Understanding the Result

You've run your first kernel. Now let's understand what happened, how to debug issues, and how to optimize data transfers.

What Hybridizer Generated

When you build your project, Hybridizer:

Reads your .NET assembly (.dll)
Finds methods marked with [EntryPoint]
Generates CUDA C++ source code
Compiles it with nvcc into a native library
Links it at runtime via HybRunner

You can inspect the generated code in your project's build output directory:

bin/Debug/
├── YourProject.dll          ← Your .NET code
├── YourProject_CUDA.cu      ← Generated CUDA source
├── YourProject_CUDA.dll     ← Compiled GPU binary
└── ...

tip

Reading the generated .cu file is the best way to understand what Hybridizer does. Open it — you'll see your C# translated to standard CUDA C++.

Note: the generated .cu source file is only available in the Enterprise edition.

Error Checking

GPU errors are silent by default. Always check for them:

// After any GPU call
wrapper.VectorAdd(a, b, result, N);

// Check for launch errors
cudaError_t err = cuda.GetPeekAtLastError();
if (err != cudaError_t.cudaSuccess)
{
    Console.Error.WriteLine($"Kernel launch error: {cuda.GetErrorString(err)}");
    return;
}

// Wait for completion and check
err = cuda.DeviceSynchronize();
if (err != cudaError_t.cudaSuccess)
{
    Console.Error.WriteLine($"Kernel execution error: {cuda.GetErrorString(err)}");
    return;
}

Or use the shorthand:

wrapper.VectorAdd(a, b, result, N);
cuda.ERROR_CHECK(cuda.DeviceSynchronize());

`DeviceSynchronize` — Why It Matters

GPU kernels run asynchronously.
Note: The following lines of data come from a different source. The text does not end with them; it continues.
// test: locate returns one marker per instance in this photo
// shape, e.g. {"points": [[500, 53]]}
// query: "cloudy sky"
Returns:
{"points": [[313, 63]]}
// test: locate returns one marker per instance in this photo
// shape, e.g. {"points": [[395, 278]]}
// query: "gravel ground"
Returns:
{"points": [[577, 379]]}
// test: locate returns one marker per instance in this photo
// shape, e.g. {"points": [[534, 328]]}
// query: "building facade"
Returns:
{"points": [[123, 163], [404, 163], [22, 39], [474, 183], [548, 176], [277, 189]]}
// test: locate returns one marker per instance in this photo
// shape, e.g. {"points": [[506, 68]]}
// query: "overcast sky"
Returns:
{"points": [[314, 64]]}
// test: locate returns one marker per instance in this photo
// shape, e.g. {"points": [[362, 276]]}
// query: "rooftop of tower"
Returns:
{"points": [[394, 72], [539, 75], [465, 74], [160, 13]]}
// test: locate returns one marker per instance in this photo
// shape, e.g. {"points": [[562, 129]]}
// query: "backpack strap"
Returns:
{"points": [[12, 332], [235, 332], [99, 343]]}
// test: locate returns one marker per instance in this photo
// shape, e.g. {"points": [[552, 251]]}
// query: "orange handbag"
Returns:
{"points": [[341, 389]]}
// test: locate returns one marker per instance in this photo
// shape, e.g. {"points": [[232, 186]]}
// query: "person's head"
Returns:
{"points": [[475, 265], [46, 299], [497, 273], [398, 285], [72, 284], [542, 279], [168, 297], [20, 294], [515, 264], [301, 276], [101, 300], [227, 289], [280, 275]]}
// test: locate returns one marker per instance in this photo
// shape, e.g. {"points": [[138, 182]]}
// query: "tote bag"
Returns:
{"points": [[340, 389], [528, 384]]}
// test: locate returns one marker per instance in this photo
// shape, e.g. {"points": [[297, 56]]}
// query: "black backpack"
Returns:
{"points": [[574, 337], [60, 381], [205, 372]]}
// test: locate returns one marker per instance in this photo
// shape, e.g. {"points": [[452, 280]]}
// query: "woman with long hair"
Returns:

When wrapper.VectorAdd(...) returns, the GPU might still be working:

wrapper.VectorAdd(a, b, result, N);
// ⚠️ result[] might not be ready yet!
Console.WriteLine(result[0]);  // Could print 0 (old value)

cuda.DeviceSynchronize();
// ✅ Now result[] is guaranteed to be read back
Console.WriteLine(result[0]);  // Correct value

warning

Always call cuda.DeviceSynchronize() before reading results. Forgetting this is the #1 cause of "wrong results" bugs.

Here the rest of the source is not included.